Une possession largement répandue
L’étude se base notamment sur les archives judiciaires, militaires et fiscales pour démontrer que la possession d’armes à feu était généralisée, y compris parmi les paysans. Le fusil était à la fois un outil de chasse, un moyen de protection personnelle, et un symbole d’autonomie. Dans certaines paroisses, jusqu’à un homme sur trois pouvait être armé, et les inventaires après décès témoignent régulièrement de la présence d’un « fusil de chasse » ou d’un « vieux mousquet » dans les maisons.
Pour la noblesse bretonne, les armes tenaient une place centrale dans l’affirmation du rang social. Porter l’épée ou manier le fusil participait d’un honneur ancestral, enraciné dans la tradition militaire et féodale de la région. Les gentilshommes de Cornouaille ou du Léon, souvent membres de compagnies franches ou de la garde nationale en devenir, s’entraînaient au tir ou à l’escrime, conservant ainsi une fonction martiale même en temps de paix.
Une méfiance croissante du pouvoir royal
Face à cette prolifération, l’administration royale a progressivement renforcé les mesures de contrôle. Dès le XVIIe siècle, plusieurs édits cherchèrent à limiter la circulation des armes, notamment chez les roturiers, par crainte de révoltes ou de violences locales. L’étude rappelle que ces restrictions étaient souvent peu suivies d’effet en Bretagne, où l’attachement aux libertés locales restait fort et où la contrebande d’armes prospérait notamment le long du littoral.
Les archives judiciaires prouvent aussi que l’arme à feu n’était pas seulement un attribut symbolique. Elle intervenait régulièrement dans des conflits de voisinage, des rixes, ou encore des affaires de braconnage. La frontière entre légitime défense et usage abusif de la violence était parfois ténue. Dans bien des cas, le juge local devait trancher entre tradition locale et loi royale.
Une culture populaire des armes
L’étude met enfin en lumière l’existence d’une véritable culture populaire des armes en Bretagne. Celle-ci passait par la transmission familiale d’un fusil, les concours de tir lors des pardons ou des foires, ou encore les récits populaires où le héros breton n’est jamais sans sa pétoire. Cette culture, selon l’auteur, explique en partie la participation active de nombreux Bretons aux soulèvements révolutionnaires, royalistes comme républicains, dans les décennies suivantes.

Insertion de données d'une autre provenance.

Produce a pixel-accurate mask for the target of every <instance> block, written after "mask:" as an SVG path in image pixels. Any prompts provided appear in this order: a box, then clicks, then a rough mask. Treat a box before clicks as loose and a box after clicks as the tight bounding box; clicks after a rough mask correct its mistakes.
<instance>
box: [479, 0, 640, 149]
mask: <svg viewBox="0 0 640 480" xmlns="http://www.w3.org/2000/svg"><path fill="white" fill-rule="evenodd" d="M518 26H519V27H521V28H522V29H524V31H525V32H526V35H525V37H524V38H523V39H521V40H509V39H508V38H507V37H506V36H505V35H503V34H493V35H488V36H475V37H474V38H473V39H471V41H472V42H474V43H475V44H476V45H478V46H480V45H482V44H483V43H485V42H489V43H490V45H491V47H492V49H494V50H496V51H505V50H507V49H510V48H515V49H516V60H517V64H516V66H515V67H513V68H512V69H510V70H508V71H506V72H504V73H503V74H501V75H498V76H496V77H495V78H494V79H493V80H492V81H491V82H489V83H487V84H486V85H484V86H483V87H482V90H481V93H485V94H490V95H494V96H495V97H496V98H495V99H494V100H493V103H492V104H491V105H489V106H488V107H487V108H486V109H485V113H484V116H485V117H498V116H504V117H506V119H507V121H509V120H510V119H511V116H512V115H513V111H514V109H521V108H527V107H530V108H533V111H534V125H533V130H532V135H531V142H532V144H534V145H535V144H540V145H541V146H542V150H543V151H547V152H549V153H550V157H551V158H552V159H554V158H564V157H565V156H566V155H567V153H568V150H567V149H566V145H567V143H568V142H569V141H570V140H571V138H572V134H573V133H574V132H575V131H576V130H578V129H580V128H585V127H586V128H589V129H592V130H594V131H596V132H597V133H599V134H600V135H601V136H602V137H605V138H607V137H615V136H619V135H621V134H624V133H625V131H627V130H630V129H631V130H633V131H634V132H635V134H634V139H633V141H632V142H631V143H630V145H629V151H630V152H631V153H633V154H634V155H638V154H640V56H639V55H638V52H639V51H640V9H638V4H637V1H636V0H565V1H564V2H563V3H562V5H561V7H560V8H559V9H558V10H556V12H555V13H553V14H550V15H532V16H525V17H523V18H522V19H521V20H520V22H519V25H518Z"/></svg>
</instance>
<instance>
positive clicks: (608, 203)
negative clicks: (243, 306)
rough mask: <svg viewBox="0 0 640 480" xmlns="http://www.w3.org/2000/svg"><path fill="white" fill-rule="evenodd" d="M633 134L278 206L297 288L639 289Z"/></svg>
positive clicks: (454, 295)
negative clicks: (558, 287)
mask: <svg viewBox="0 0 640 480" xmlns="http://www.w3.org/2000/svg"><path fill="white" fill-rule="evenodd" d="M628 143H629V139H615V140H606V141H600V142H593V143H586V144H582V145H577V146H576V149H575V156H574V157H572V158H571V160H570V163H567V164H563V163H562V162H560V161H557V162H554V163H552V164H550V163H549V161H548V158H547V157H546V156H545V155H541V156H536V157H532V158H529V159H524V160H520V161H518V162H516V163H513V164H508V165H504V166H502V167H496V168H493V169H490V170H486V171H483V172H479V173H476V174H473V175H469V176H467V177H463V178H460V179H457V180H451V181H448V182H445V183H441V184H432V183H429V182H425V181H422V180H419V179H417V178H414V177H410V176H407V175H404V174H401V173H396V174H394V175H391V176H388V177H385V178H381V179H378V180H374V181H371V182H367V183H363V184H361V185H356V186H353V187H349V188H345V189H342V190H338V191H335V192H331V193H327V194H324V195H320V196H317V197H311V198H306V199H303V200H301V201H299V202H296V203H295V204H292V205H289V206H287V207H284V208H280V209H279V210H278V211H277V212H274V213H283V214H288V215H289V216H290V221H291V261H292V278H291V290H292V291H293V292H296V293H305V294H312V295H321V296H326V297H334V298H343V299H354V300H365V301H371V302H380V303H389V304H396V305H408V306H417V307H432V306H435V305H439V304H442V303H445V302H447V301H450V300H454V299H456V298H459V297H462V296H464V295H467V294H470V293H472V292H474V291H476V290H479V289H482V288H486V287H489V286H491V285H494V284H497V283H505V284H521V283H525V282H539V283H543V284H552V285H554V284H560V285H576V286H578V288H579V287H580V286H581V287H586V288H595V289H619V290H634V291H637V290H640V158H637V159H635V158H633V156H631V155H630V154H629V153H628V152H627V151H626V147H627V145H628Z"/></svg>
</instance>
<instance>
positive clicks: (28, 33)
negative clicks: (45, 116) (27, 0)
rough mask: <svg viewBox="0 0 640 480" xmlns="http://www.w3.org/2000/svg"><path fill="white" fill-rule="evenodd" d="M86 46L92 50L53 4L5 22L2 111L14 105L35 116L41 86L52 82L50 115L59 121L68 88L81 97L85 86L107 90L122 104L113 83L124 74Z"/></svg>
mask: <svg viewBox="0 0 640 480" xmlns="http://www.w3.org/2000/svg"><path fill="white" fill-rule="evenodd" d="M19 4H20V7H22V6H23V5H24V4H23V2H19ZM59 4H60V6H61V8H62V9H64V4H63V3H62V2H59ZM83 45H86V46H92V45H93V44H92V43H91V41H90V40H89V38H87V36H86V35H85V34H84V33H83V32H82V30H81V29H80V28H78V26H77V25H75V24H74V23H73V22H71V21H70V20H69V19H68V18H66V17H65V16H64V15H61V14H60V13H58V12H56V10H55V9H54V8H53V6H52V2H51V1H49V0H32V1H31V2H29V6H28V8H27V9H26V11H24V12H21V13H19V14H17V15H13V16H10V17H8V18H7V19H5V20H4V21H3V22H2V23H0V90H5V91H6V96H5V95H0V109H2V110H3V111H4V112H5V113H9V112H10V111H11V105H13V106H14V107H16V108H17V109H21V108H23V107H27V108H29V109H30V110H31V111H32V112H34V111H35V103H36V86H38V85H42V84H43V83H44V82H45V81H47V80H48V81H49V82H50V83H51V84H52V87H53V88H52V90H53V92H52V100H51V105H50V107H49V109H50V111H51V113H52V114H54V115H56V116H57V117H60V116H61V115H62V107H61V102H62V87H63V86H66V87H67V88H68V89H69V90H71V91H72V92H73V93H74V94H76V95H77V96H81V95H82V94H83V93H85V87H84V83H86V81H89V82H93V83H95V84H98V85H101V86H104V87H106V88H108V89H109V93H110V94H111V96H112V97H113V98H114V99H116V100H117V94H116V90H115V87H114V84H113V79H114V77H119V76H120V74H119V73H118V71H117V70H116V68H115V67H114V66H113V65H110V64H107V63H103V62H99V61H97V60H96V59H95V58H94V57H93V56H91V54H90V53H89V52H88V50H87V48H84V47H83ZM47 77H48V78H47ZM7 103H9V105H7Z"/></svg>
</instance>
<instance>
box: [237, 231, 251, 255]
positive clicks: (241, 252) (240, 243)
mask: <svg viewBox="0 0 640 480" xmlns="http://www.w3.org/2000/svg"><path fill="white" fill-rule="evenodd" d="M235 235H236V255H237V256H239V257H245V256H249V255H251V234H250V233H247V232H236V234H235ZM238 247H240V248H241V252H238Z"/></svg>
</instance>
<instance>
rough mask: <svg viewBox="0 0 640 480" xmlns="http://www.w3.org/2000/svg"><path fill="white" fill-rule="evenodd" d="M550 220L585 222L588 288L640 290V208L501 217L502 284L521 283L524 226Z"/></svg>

Cette recherche universitaire rigoureuse, fondée sur une exploitation minutieuse des archives départementales, contribue à revaloriser une dimension essentielle de l’histoire bretonne. Loin d’une vision pacifiée et folklorisée, elle montre une Bretagne armée, ancrée dans ses traditions mais aussi traversée par les tensions de la centralisation monarchique.